For international investors, the combination of high reserves, a diversified economy, and strong fiscal management make Saudi Arabia an attractive destination for investment.
In addition to its fiscal strength, Saudi Arabia benefits from a high level of government and debt ratings which allow the Kingdom to access global capital markets with ease, raising funds through bond issuances and sukuk at competitive rates.
This financial flexibility ensures that the country can continue to finance its ambitious Vision 2030 projects, such as NEOM, the Red Sea Project, and the development of new urban centers, without disrupting its overall economic stability.
Saudi Arabia is undergoing a transformative expansionary strategy as part of its Vision 2030 framework, which seeks to diversify the nation’s economy away from its heavy reliance on oil revenues.
Sectors such as tourism, technology, infrastructure, and renewable energy are considered pivotal to the Kingdom’s long-term economic stability and require substantial investment to meet the Vision’s targets.
As a result, government expenditures have risen significantly in recent years, and forecasts suggest the possibility of a fiscal deficit in the medium term as spending continues to expand.
Despite these spending challenges, Saudi Arabia is in a strong fiscal position.

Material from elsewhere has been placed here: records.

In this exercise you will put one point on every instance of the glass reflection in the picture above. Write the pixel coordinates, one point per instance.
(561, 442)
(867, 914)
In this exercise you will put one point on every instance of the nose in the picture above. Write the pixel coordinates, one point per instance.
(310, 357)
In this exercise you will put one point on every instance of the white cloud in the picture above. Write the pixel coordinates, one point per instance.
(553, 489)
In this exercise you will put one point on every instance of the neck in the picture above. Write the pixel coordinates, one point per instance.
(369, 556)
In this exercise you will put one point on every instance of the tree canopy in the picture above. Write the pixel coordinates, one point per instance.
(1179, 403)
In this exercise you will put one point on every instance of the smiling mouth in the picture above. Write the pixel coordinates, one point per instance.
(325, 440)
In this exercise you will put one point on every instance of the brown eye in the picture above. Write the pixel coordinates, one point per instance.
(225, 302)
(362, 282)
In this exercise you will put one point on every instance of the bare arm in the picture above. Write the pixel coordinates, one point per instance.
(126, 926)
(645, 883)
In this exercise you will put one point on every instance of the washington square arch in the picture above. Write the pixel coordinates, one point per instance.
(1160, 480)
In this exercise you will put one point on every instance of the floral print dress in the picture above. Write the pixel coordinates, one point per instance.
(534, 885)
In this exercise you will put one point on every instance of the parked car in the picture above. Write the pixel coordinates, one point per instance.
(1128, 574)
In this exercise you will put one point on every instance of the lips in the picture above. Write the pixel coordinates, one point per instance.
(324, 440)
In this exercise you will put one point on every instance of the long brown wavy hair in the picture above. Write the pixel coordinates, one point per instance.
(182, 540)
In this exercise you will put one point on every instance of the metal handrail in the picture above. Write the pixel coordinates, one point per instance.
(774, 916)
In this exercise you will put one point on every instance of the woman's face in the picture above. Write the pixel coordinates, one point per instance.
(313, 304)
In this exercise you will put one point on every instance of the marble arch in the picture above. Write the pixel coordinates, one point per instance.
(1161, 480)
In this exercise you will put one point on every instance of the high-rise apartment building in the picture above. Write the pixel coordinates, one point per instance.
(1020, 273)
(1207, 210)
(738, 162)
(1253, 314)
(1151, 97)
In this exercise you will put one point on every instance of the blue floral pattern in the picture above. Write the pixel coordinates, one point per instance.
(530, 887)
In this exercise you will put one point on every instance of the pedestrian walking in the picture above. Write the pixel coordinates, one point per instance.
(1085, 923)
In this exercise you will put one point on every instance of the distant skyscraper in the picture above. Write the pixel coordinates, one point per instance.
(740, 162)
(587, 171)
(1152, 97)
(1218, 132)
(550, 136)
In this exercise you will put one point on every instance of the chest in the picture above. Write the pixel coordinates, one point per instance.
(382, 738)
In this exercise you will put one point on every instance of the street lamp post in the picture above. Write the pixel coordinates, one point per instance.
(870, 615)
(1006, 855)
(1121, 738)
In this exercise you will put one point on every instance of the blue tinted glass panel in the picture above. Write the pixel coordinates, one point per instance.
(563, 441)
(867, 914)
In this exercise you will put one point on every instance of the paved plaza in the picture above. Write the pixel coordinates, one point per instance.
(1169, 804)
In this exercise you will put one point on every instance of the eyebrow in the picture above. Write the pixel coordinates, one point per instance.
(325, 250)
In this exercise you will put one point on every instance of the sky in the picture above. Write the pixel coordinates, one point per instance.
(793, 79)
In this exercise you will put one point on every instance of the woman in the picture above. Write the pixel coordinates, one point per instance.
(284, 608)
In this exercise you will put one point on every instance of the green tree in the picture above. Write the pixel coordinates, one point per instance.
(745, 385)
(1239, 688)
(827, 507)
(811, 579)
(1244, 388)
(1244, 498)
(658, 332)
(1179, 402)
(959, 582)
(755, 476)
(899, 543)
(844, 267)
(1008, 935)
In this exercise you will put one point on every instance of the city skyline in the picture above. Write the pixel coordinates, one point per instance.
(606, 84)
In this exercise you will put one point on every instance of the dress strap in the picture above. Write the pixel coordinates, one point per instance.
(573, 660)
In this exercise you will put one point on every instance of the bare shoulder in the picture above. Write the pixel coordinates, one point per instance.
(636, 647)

The Kingdom’s favorable government and debt ratings, combined with substantial foreign reserves, allow the country to manage the increased expenditures and potential deficits effectively.
Saudi Arabia has ample room to raise debt through various financial instruments, such as bonds and sukuk, to fund its large-scale development projects without encountering significant financial stress.
This capability has been further supported by the government’s prudent fiscal management, which continues to focus on maintaining the country’s overall economic health while ensuring that Vision 2030 projects are adequately financed.
The Ministry of Finance, in its pre-budget 2025 report, emphasized that the government intends to take advantage of favorable market conditions to implement alternative financing activities that can stimulate economic growth.
The strategy behind this approach is not only to provide the necessary funding for key projects but also to diversify the Kingdom’s financing channels.
By doing so, the government aims to maintain market efficiency, deepen its financial markets, and attract new investors, both domestically and internationally.
Moreover, the government’s fiscal policy is designed to strengthen its financial position by maintaining safe levels of reserves, which are essential for protecting the economy against external shocks.